Manel Loureiro (Pontevedra, 1975) es uno de esos buenos tipos que te caen bien al instante. Pero su cara de buen tipo y sus ademanes de buen tipo no deben confundirte. En el interior de este nervudo pontevedrés se esconde uno de esos hijos de puta mediterráneos que haría palidecer de envidia el hijoputismo más...

Manel Loureiro (Pontevedra, 1975) es uno de esos buenos tipos que te caen bien al instante. Pero su cara de buen tipo y sus ademanes de buen tipo no deben confundirte. En el interior de este nervudo pontevedrés se esconde uno de esos hijos de puta mediterráneos que haría palidecer de envidia el hijoputismo más acendrado de sicilianos y cartagineses.

Manel tiene un talento sobrecogedor. De ello da buena cuenta que ha logrado vender millones de libros en todo el mundo, incluyendo el difícil mercado norteamericano, donde sus novelas han alcanzado lo más alto de las listas mundiales. Para este libro, y dado que somos íntimos amigos, le supliqué que nos llevara de nuevo a su universo de zombies. Este es su primer relato de muertos vivientes en muchos años. Si por mí fuera, le ataría a la pata de una mesa y le obligaría a rellenar página tras página como estas. Dado que su mujer e hijos me lo impiden, tendremos que conformarnos con esta pequeña joya. (Juan Gómez-Jurado)

Por décima vez en lo que iba de mañana, repasó de nuevo el camino. Veinte metros hasta el primer coche, otros catorce metros hasta llegar a la furgoneta y por último, lo más complicado, treinta y dos metros totalmente despejados hasta la verja. Sesenta y seis metros, en total.

Sesenta y seis. Qué poco era. Qué fácil parecía. Y sin embargo, nadie lo había logrado. Ni papá, ni el tío Carlos. Y por eso estaban allí.

Atrapados.

Bárbara recordó el día que habían llegado a aquel lugar, dos semanas atrás. Papá, su hermano Arturo y ella misma. No había sido un camino fácil.

En el caos de la caída de las comunicaciones, que tuvo lugar casi al principio de todo, habían perdido el contacto con mamá, a la que el colapso había atrapado en algún lugar cerca del trabajo. No habían vuelto a tener noticias de ella desde entonces.

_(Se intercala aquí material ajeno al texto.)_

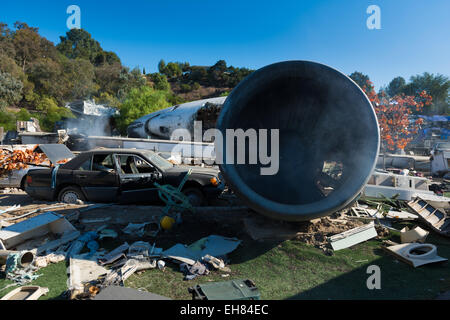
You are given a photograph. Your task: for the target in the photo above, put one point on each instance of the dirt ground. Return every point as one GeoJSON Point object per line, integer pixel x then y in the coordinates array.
{"type": "Point", "coordinates": [237, 222]}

Habían pasado los dos primeros días encerrados en casa, con papá pegado a la televisión y llamando cada diez minutos al teléfono de mamá, aunque las líneas estaban muertas. Papá había procurado que Arturo y ella estuviesen entretenidos y ajenos a todo lo que pasaba, aunque solo lo había logrado a medias.

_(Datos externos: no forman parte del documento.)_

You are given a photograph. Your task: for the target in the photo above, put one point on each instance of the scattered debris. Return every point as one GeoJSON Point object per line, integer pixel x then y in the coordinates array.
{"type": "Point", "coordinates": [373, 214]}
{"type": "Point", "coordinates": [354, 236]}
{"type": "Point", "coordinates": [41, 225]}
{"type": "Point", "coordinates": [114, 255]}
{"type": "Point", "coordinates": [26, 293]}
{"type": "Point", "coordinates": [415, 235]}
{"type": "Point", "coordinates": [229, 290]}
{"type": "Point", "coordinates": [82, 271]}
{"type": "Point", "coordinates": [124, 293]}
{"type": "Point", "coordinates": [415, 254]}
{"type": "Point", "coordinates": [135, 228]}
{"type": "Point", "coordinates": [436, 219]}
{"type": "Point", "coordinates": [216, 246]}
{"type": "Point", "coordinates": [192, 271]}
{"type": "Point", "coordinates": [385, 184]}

A sus cinco años, Arturo se había comportado como cualquier niño de esa edad, entretenido con sus Legos y comiendo todas las golosinas guardadas desde Navidad, hasta que le había dado dolor de tripa. Todas las noches, a la hora de acostarse, preguntaba por su madre y todas las noches papá le respondía lo mismo: «Está ocupada, pero llegará pronto». Cada vez que decía esa frase, mientras les arropaba, su boca esbozaba una sonrisa tranquilizadora, pero sus ojos, rodeados de arrugas cada vez más profundas, no reían. Aun así, Arturo se lo creía y dormía, feliz como un cachorrito gordo y patoso, agarrado a su muñeco de Iron Man.

Pero con ella era distinto. Bárbara ya tenía trece años y aunque no era una adulta, tenía la edad suficiente como para descubrir las finas hebras de la mentira escondidas detrás de las palabras de consuelo de su padre. De alguna manera, ya se había hecho a la idea de que mamá no iba a volver. Aquello debería haberla roto por dentro, pero de una forma que no era capaz de explicar, se las había apañado para encapsular aquel dolor en algún lugar recóndito de su corazón, como una bolsa de regalo envenenada que en algún momento, tarde o temprano, tendría que abrir.

Pero todavía no.

Cuando Arturo dormía, ella se deslizaba sigilosamente por el pasillo hasta la puerta del salón. Allí, oculta detrás de un ficus, veía la figura de su padre, recortada a oscuras frente al brillo fantasmal de la televisión, con el teléfono en una mano y un vaso en la otra. Apenas quedaban canales en emisión y los pocos que aún estaban en el aire reproducían las mismas noticias, una y otra vez. Un patrón desquiciante se repetía por todo el mundo. De alguna manera, los muertos no estaban muertos. O, mejor dicho, aquellos que morían volvían a un estado parecido a la vida al cabo de unos minutos, transformados en algo que recordaba a un humano, pero que ya no lo era. Y lo peor de todo es que aquellos No Muertos, como ya les llamaban, estaban poseídos por una rabia incontrolable, que les impulsaba a atacar a cualquier persona que se cruzase en su camino.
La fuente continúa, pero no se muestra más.